От вида такого количества крови ей подурнело. Хельштром, держась обеими испачканными в красный руками за наложенный выше ранения самодельный жгут, грязно ругался морщась. Дениз упала рядом с ним на колени, обхватывала ладонями искривлённое лицо, гладила плечи и, заставляя смотреть на себя, говорила ободряющую бессмыслецу.
Радость от невредимого вида любимой заглушала всякую боль.
Входная дверь неожиданно распахнулась, но никто не зашёл. Дитер поднял окровавленную руку вверх, вынуждая всех замолчать, и, многозначительно посмотрев на новоявленного отца, тихо шепнул ему: «Говори». Пока юноша вёл переговоры с, как оказалось, американцами, остальные рассредоточились по залу, подготавливая оружие. И только Дениз осталась сидеть рядом с майором на полу. Она не слышала ничего, кроме биения его сердца под своей ладонью.
Колом, а, может, всё же приятным дополнением, стал истошный крик ожившей актрисы, сообщивший тем, кто сверху, о её нахождении внизу. Несмотря на это, план не менялся. Дитер поднял с пола чей-то пистолет и проверил патроны. Дениз же, держа в руках своё незаряженное оружие, направила его на актрису, вынуждая ту трусливо замолчать.
Молодой солдат наплёл американцу, что в баре остался лишь он и фрау фон Хаммерсмарк, предприимчиво смешивая ложь с правдой. Тот в ответ внёс новую переменную, упомянув о наличии у них гранат.
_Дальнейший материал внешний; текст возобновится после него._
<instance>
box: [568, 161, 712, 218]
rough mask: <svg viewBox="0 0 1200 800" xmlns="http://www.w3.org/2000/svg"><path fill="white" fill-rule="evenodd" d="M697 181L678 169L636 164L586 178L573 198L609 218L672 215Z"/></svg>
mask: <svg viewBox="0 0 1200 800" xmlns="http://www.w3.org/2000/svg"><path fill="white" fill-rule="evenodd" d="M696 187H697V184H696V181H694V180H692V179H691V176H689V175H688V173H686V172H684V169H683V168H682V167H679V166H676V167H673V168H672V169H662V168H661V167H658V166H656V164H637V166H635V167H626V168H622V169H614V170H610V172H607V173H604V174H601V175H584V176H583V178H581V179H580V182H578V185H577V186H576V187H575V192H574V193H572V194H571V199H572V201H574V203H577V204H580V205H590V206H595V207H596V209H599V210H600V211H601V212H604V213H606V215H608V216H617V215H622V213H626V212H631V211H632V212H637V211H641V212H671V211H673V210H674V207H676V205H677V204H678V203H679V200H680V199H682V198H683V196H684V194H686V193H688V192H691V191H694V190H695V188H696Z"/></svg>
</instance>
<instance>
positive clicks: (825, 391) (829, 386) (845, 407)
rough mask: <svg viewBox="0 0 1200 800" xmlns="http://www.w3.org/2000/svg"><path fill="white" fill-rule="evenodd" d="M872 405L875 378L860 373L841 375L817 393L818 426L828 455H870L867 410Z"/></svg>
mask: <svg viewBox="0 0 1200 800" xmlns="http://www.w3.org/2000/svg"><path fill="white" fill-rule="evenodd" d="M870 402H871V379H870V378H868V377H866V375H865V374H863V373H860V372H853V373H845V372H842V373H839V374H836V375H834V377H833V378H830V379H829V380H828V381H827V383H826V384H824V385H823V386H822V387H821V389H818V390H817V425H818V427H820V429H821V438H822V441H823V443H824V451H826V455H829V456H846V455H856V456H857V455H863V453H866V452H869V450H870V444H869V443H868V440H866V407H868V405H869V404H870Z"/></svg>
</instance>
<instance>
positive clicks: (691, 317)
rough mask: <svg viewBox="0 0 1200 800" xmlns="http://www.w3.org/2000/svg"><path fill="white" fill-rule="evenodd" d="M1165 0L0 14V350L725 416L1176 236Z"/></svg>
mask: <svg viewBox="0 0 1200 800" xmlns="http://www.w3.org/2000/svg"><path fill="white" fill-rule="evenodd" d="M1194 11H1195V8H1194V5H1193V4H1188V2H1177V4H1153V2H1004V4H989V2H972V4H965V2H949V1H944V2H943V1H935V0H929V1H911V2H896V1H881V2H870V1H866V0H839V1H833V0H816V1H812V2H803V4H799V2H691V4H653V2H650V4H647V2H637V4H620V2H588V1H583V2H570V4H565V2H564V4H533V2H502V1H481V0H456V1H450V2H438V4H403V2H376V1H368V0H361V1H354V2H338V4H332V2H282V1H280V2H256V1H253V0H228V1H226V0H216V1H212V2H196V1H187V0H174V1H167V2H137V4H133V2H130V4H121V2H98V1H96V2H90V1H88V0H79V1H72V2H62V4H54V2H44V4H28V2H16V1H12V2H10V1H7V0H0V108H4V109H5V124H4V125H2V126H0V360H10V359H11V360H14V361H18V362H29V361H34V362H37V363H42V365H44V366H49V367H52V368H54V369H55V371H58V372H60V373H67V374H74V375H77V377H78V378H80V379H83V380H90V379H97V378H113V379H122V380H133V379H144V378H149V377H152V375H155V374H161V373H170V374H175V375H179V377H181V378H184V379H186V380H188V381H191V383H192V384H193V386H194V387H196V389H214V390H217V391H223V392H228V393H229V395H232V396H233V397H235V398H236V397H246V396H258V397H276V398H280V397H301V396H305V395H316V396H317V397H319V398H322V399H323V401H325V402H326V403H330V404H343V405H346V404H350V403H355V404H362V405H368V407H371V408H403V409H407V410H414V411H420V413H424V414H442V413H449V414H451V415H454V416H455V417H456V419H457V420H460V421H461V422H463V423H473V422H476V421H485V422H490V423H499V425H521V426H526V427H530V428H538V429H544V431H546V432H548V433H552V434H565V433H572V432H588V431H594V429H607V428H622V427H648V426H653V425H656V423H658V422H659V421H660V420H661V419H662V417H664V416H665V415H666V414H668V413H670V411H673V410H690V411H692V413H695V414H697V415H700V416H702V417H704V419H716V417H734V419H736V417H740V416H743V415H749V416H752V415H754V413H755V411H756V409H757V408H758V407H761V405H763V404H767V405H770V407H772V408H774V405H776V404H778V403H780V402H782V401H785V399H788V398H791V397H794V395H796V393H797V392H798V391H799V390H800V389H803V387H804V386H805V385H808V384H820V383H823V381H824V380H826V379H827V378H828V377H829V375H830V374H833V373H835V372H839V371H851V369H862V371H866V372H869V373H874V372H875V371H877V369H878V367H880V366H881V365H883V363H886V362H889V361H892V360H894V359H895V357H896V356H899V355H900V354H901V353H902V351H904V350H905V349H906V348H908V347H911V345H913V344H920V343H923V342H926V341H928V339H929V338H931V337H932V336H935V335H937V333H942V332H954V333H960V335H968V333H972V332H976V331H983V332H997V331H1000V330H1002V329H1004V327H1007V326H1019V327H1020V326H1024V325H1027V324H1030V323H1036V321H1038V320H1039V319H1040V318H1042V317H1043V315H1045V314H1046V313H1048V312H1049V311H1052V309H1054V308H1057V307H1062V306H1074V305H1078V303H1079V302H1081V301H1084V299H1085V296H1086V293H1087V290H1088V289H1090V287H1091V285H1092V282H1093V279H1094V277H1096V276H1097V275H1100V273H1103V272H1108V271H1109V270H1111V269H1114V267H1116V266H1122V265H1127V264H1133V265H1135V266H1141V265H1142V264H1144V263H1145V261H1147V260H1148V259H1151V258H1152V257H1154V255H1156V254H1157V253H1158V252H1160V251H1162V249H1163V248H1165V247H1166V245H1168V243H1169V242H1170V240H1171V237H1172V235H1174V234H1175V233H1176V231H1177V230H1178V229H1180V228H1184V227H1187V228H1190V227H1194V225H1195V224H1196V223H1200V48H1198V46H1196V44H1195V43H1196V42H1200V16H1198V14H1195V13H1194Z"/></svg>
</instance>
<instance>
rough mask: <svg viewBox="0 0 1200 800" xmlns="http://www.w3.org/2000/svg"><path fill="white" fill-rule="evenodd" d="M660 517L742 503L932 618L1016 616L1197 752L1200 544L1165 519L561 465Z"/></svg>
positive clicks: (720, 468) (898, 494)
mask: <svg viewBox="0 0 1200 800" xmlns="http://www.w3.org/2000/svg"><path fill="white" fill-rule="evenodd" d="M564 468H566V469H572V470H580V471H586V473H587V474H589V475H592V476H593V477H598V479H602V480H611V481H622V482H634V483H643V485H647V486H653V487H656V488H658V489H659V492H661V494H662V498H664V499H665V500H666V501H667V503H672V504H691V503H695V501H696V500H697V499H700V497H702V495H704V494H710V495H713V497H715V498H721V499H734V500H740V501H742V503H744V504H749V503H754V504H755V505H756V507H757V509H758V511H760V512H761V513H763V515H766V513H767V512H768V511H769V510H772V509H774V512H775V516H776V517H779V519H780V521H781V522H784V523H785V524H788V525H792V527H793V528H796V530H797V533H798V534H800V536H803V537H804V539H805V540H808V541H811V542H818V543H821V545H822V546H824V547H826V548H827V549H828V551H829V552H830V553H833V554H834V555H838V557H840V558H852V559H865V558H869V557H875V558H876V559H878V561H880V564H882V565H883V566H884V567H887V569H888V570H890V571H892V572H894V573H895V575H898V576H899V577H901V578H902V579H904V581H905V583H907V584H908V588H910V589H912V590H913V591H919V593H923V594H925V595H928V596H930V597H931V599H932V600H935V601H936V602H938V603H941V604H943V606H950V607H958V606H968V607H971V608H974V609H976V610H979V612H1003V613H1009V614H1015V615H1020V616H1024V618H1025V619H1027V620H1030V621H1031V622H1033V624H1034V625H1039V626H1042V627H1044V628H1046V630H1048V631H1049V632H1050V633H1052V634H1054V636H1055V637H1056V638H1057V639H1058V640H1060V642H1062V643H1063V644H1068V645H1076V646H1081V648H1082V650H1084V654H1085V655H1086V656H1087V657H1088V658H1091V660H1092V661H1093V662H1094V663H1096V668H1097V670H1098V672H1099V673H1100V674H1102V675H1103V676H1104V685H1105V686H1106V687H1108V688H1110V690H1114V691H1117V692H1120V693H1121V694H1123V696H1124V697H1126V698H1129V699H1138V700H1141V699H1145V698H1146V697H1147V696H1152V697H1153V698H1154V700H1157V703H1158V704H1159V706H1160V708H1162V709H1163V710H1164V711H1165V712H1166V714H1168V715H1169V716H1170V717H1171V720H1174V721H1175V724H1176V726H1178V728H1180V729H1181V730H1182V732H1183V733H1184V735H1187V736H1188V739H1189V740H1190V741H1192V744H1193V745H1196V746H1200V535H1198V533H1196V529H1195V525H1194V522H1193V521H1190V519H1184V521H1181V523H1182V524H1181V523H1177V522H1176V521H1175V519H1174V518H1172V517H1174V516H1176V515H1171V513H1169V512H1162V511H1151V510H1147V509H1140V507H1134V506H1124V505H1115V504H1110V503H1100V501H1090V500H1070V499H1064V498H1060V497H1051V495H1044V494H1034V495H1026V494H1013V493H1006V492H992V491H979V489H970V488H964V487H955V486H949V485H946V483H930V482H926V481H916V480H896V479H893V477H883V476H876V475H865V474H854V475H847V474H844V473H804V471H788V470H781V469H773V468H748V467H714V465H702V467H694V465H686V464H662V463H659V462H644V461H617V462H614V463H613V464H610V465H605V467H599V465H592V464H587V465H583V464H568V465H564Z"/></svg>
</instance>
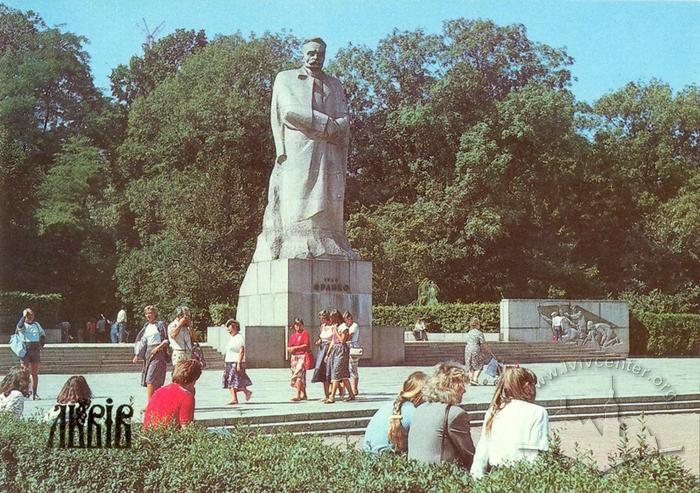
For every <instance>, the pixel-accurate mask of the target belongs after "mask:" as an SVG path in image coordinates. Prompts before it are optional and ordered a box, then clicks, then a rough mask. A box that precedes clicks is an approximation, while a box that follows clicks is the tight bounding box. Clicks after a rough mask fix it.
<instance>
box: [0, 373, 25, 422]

Дениз испуганно посмотрела на майора, и тот отрицательно покачал головой, как бы говоря: «Они блефуют».
Вскоре по лестнице начал спуск предводитель отряда, получившего название «ублюдки», лейтенант Альдо Рейн. Пусть он и предполагал, что переговорщик мог быть в подвале не один, но не думал, что выживших нацистов будет настолько много.
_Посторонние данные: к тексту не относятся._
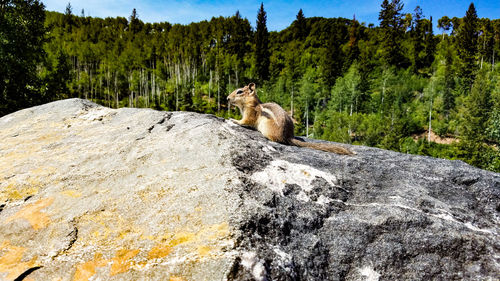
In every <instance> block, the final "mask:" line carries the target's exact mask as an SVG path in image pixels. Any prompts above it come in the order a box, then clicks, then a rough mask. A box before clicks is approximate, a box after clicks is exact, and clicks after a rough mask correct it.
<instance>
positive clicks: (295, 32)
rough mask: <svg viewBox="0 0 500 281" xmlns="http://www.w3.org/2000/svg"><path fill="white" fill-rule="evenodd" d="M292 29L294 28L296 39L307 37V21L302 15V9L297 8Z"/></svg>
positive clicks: (300, 38)
mask: <svg viewBox="0 0 500 281" xmlns="http://www.w3.org/2000/svg"><path fill="white" fill-rule="evenodd" d="M294 29H295V32H294V33H295V36H296V39H299V40H303V39H305V38H306V37H307V22H306V18H305V17H304V12H302V9H300V10H299V12H298V13H297V18H296V19H295V22H294Z"/></svg>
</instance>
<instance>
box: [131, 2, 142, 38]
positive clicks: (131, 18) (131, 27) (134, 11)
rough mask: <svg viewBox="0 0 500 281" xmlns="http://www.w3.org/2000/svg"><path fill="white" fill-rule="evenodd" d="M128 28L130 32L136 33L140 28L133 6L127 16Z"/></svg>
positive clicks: (135, 11)
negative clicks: (130, 14)
mask: <svg viewBox="0 0 500 281" xmlns="http://www.w3.org/2000/svg"><path fill="white" fill-rule="evenodd" d="M129 30H130V32H131V33H132V34H136V33H138V32H139V31H140V30H141V22H140V20H139V15H138V14H137V10H136V9H135V8H134V9H133V10H132V14H131V15H130V18H129Z"/></svg>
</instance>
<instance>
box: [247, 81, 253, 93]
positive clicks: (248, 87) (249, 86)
mask: <svg viewBox="0 0 500 281" xmlns="http://www.w3.org/2000/svg"><path fill="white" fill-rule="evenodd" d="M248 89H250V92H255V83H250V84H248Z"/></svg>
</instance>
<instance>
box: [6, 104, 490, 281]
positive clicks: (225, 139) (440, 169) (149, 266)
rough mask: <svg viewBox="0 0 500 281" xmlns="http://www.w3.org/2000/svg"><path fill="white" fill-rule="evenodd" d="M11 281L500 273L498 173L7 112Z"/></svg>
mask: <svg viewBox="0 0 500 281" xmlns="http://www.w3.org/2000/svg"><path fill="white" fill-rule="evenodd" d="M0 140H1V142H0V280H172V281H174V280H177V281H179V280H186V281H187V280H195V281H198V280H462V279H465V280H498V279H497V278H498V276H500V237H499V233H498V232H499V229H500V223H499V222H500V221H499V214H500V175H499V174H496V173H491V172H487V171H483V170H479V169H476V168H473V167H471V166H469V165H467V164H465V163H463V162H460V161H447V160H440V159H435V158H430V157H421V156H414V155H406V154H400V153H396V152H390V151H385V150H380V149H375V148H367V147H361V146H353V147H350V148H351V149H352V150H354V151H356V152H357V155H354V156H340V155H335V154H331V153H326V152H321V151H315V150H310V149H307V148H297V147H290V146H284V145H280V144H277V143H272V142H269V141H267V140H266V139H264V138H263V137H262V136H261V135H260V134H259V133H258V132H255V131H251V130H248V129H245V128H242V127H239V126H237V125H235V124H232V123H230V122H228V121H225V120H223V119H220V118H216V117H214V116H210V115H202V114H196V113H186V112H158V111H153V110H147V109H127V108H124V109H119V110H115V109H109V108H105V107H101V106H98V105H96V104H93V103H91V102H88V101H85V100H79V99H70V100H64V101H58V102H54V103H50V104H46V105H42V106H38V107H34V108H29V109H25V110H21V111H18V112H16V113H13V114H10V115H7V116H4V117H2V118H0Z"/></svg>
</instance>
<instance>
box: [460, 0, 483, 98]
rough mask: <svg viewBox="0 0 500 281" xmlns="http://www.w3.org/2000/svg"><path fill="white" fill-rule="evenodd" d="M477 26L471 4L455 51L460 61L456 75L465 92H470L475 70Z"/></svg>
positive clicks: (477, 37)
mask: <svg viewBox="0 0 500 281" xmlns="http://www.w3.org/2000/svg"><path fill="white" fill-rule="evenodd" d="M477 26H478V18H477V13H476V8H475V7H474V3H471V4H470V6H469V9H468V10H467V13H466V14H465V17H464V18H463V23H462V24H461V25H460V31H459V33H458V35H457V47H458V48H457V50H458V55H459V59H460V70H459V73H458V75H459V77H460V78H461V79H462V90H464V91H466V92H468V91H470V89H471V87H472V84H473V82H474V76H475V72H476V69H477V66H476V53H477V38H478V29H477Z"/></svg>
Шальная пуля Хельштрома тут же нашла лоб американца.
***
Следующим же вечером на весь мир прогремела ошеломительная новость: в Париже, на премьере фильма «Гордость нации» был взорван кинотеатр. Погибла вся верхушка Фашистской Германии: Адольф Гитлер, начальник Партийной канцелярии Мартин Борман, министр авиации Герман Геринг, министр пропаганды Йозеф Геббельс, снявший столь запомнившийся всем фильм, в том числе и «охотник на евреев» Ганс Ланда, и генерал-полковник Хельштром.
Причиной возгорания стала кинематографическая плёнка.
Третий рейх умер вместе со своими предводителями. Находящиеся во Франции немцы начали бежать из неё, как крысы с утопающего корабля.
Ранним, ещё не освещённым рассветом утром четверга 1944 года на взлётной полосе оказалось двое людей и лётчик. Пока он осматривал, а затем запускал двигатели самолёта, пара, обнимаясь, смотрела в даль, на восходящее за горизонтом солнце. Крутящийся винт на носу самолёта раздувал волнистые тёмные волосы, нежно приглаживаемые мужской рукой.
Заложники своих положений, теперь только они могли решать, как строить собственную судьбу, невзирая ни на чьи мнения и предрассудки. Теперь они могли обрести покой, способный выдержать любые препятствия, друг в друге. Одиночные скитания подошли к концу.
Кем бы возлюбленные не стали, пытаясь скрыть свои личины, где бы они не жили, безграничная любовь всегда будет вести их вперёд.
Они были вместе, отпустив грехи прошлого. А разве ещё что-то нужно?